Теперь же, осознав цель своей жизни, ни о какой смерти для себя я и не помышлял. Даже в первые дни полной растерянности и безнадежности самоубийство было одной из гипотез, которую я обдумывал наряду с дюжиной других планов. Человек, по-моему, не может убить себя без твердого желания уйти из жизни. Едва ли самоубийство может служить средством, за которое человек должен хвататься как за соломинку надежды; это скорее соблазн, с которым следует бороться. Мне случалось пережить множество душевных кризисов, но черной депрессии самоубийства среди них не было.
Смеясь он сказал, что пустит мне воздуха, сколько я пожелаю, и воздух пойдет через фильтр, который мне подойдет лучше всего. Английские манеры слетели с него, будто их и не было. Знать, что я действую ему на нервы, мне было страшно приятно.
Послышалось, как он засовывает в проход какой-то большой предмет и протолкнул его палкой до поворота тоннеля. Меня это не сильно обеспокоило. Знал по опыту, что в логове достаточно воздуха, и он поступает в щель под дверью, что позволит мне продержаться много часов.
Я сидел неподвижно, думая, стоит этот предмет втаскивать внутрь или не стоит. Сделать это я мог. Проход имел форму моей руки, согнутой в локте, к тому же вдвое короче. Но тут был большой риск. Если он схватит и зацепит мою левую руку, когда я протяну ее ощупать предмет, свои перекрестные допросы он станет проводить уже не столь деликатно.
Потрогал предмет палкой и почувствовал, что он мягкий и упругий. Осторожно потянулся к нему пальцами, коснулся и сразу отдернул руку. Мои пальцы нащупали что-то, состоящее из тонких проволочек и зубов. Рука еще частью оставалась в проходе, я понял, что это было. От смешанных чувств ужаса, облегчения и гнева меня тут же вырвало.

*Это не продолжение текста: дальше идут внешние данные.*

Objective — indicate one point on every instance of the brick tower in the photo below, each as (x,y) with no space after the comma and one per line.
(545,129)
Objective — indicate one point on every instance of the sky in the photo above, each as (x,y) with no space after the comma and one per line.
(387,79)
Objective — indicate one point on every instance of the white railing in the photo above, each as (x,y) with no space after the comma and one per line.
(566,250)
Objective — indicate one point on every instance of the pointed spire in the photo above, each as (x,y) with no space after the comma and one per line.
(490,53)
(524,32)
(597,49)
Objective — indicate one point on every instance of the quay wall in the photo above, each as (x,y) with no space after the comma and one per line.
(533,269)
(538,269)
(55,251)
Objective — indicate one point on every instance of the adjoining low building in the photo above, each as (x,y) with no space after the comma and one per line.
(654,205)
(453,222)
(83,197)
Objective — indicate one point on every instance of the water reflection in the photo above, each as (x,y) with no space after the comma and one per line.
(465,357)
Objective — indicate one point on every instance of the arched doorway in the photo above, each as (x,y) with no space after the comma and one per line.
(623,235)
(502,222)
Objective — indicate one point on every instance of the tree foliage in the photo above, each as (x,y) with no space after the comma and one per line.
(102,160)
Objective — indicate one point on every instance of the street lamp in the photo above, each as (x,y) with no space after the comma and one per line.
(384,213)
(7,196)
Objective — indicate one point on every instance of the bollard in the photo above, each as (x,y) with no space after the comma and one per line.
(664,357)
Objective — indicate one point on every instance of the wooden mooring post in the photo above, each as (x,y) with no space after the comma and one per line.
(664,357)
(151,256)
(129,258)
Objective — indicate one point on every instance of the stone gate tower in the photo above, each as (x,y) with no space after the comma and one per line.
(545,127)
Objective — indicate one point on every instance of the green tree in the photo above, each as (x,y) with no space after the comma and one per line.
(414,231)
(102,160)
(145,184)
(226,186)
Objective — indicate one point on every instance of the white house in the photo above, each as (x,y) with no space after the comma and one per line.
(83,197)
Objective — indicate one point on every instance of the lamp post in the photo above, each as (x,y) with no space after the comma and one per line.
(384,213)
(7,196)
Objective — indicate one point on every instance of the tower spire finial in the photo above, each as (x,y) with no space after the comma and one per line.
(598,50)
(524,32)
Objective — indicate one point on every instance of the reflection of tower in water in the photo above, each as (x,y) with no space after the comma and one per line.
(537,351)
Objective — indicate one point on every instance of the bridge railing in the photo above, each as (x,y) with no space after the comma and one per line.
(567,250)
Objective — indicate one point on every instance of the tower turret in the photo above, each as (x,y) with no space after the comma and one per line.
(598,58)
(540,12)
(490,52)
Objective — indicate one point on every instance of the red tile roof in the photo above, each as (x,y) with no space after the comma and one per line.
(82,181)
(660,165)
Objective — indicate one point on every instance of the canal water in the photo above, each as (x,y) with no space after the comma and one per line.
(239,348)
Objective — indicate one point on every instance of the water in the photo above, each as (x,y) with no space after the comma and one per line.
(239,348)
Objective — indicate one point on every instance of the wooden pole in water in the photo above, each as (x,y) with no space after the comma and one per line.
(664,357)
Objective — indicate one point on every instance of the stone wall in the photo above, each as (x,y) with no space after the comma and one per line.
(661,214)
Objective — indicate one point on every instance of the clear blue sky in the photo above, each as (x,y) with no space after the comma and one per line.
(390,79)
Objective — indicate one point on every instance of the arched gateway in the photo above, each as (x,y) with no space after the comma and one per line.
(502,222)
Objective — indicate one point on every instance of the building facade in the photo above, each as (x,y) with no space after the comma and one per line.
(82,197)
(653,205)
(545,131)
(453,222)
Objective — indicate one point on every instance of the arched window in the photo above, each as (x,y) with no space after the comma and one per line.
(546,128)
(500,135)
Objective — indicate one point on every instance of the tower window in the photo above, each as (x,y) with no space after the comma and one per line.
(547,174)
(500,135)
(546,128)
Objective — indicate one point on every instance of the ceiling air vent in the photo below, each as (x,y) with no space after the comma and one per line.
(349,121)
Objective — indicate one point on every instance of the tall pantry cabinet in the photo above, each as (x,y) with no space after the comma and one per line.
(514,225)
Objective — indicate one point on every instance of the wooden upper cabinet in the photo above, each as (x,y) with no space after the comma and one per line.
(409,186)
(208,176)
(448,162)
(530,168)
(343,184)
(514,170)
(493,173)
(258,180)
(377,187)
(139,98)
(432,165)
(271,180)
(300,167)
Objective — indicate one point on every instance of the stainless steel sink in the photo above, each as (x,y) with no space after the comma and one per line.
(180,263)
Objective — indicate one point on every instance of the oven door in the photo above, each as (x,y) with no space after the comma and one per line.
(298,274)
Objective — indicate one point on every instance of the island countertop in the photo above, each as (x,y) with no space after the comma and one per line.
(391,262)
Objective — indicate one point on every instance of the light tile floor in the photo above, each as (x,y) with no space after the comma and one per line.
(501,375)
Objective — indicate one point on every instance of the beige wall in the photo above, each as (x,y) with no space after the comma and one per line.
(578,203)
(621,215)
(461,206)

Захватив рукой голову Асмодея, я втащил его останки в логово. Бедный старина, его застрелили почти в упор прямо в грудь. Это моя вина. Человека, тихо сидящего в лощине, он по опыту считал другом, а у того еще была тушенка. Его застрелили, когда он совершенно спокойно сидел и наблюдал за ними.
Меня душили слезы и ярость. Ну да, я знаю, или одна половина моя знает, что это — дурацкая, неоправданная любовь англосаксов к животным. Но привязанность ко мне Асмодея была несравнимо ценней той, что бывает у животины, что вскармливается и выращивается человеком со дня рождения. Наша дружба была крепкого качества, близкая глубокой любви двух людей, встретившихся посредине своей жизни, которые не забыли ее часть, прожитую совершенно неразделенными и одинокими.
Куив-Смит гоготал и говорил мне, что это я сам виноват и что я не буду таким заносчивым на следующий вечер. Он, конечно, не знал, что Асмодей мой кот, но совершенно верно рассчитал, что я должен был втащить это препятствие вентиляции в свою нору, но выбросить его уже не могу. Мой Бог, да знай он, в какой атмосфере я живу, он понял бы, что никакой дохлый кот уже не способен ее испортить!
Когда на смену пришел другой человек, я стал разминать затекшие суставы и конечности. Когда перекатывал свой мешок, я понял, что не смогу стать во весь рост, даже если в логове хватит высоты. Стал на колени пред дверью, уперся в нее руками и попытался вытянуть ноги назад. Мои опасения оправдались: колени не распрямлялись и застыли в двух футах от подбородка.